O que nos valia, por vezes,
nestes ateliês, era o nosso animador genial, o senhor «Estilo». Era o máximo!
Era um poço de fantasia e imaginação. Era ele que nos ensinava os truques
quando via a senhora «Sintaxe» de costas...

- Teria sido ele que vos
marcou...

- É verdade. Lembro-me, por
exemplo, de um exercício que nos marcou:

Havia ‘olhar’, azul’, ‘céu’ e
‘água’.

Não sabíamos bem o que se poderia
fazer com este conjunto morfológico, mas tínhamos que contar com o sentido
lúdico do senhor «Estilo». Não contem com a senhora «Regra», passem ao largo.
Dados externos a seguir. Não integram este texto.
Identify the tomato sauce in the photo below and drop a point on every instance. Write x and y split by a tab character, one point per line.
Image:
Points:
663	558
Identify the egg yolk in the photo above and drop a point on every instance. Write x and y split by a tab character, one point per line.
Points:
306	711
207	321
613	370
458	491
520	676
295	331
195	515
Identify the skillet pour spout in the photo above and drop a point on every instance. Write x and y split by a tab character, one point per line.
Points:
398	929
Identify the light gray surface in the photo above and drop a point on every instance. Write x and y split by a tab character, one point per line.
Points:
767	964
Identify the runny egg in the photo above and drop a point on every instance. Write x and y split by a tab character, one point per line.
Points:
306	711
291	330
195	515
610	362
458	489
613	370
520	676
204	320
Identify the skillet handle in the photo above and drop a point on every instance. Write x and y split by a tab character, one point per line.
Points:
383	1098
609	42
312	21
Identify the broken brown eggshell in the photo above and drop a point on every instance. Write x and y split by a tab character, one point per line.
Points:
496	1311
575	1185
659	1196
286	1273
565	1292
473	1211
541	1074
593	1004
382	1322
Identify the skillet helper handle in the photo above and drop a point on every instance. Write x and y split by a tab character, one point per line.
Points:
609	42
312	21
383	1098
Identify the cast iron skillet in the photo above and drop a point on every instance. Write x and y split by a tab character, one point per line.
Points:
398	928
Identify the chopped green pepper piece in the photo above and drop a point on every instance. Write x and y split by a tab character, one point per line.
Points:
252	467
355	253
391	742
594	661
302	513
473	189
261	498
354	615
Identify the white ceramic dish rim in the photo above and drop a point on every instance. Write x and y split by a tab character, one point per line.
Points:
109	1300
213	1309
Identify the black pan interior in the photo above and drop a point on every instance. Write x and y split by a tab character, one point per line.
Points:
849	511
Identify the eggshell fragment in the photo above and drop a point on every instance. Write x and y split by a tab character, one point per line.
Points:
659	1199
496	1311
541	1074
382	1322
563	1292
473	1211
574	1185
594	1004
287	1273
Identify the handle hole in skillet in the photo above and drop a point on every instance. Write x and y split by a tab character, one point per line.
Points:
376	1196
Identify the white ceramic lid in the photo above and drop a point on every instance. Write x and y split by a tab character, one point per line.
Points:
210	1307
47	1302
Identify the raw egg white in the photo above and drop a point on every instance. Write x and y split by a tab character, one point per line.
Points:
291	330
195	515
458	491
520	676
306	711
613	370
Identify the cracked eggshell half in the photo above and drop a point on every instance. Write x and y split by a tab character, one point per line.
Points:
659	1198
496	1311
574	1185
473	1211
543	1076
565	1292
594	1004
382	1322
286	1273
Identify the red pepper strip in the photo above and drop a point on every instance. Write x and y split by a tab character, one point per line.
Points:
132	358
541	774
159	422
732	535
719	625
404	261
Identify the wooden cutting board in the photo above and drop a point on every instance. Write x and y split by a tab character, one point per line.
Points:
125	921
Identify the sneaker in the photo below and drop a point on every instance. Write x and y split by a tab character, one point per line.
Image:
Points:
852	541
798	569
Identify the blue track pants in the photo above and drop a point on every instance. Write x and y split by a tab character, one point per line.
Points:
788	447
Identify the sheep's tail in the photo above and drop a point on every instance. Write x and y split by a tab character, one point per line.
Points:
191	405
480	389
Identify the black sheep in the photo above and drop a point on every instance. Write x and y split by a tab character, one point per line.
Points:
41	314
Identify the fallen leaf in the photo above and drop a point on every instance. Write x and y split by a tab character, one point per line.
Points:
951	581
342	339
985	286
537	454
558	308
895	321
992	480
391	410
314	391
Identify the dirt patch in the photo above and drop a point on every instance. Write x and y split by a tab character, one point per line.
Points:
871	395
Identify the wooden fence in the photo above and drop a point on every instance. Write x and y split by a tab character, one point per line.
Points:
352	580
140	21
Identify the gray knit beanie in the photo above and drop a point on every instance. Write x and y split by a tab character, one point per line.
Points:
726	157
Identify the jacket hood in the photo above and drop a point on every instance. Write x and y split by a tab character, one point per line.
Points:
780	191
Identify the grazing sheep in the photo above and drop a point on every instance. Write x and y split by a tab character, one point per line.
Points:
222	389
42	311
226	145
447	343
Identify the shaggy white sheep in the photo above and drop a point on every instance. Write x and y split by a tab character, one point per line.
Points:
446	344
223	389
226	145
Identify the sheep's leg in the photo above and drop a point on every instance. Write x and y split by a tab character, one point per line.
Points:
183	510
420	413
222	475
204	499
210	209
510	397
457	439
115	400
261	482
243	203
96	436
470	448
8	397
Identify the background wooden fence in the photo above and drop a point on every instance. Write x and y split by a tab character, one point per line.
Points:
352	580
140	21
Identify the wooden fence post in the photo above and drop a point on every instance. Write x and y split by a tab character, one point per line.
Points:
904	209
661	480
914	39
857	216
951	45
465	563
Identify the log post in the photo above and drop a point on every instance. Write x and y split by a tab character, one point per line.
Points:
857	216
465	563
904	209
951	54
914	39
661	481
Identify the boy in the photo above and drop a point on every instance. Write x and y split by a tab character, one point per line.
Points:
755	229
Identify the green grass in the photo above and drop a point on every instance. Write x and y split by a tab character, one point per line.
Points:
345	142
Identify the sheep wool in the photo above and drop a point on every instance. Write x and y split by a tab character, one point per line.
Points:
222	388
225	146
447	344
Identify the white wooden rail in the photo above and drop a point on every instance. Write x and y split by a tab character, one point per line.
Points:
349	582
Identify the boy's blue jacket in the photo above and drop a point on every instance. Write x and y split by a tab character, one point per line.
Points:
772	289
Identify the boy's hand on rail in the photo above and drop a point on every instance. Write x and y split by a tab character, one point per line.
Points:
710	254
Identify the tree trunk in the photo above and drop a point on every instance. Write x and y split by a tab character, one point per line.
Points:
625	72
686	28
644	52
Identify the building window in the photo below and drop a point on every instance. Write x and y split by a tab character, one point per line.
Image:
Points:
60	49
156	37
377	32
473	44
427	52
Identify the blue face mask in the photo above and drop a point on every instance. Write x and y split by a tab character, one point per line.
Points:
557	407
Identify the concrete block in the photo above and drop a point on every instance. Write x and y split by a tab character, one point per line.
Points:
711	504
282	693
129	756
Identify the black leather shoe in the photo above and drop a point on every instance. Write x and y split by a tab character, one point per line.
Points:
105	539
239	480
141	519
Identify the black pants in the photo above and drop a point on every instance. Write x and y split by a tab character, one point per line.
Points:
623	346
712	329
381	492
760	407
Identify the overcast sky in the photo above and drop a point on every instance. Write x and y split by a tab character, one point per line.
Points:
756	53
Tu,
‘azul’, porque não te associas, fazendo paredes-meias com ‘ olhar’? E tu,
‘água’ porque te não comparas a ‘calmo’ e ‘sol’?.

Eis o estilo ou
deslumbramento que resulta desta vizinhança:

 

O meu olhar azul como o céu

É calmo como a água do mar

 

Fernando Pessoa, Poemas de Alberto Caeiro

 

A senhora «Sintaxe», quando
chegou e viu o resultado destas associações ficou furiosa. Na verdade, não
tinha boas relações com o senhor «Estilo».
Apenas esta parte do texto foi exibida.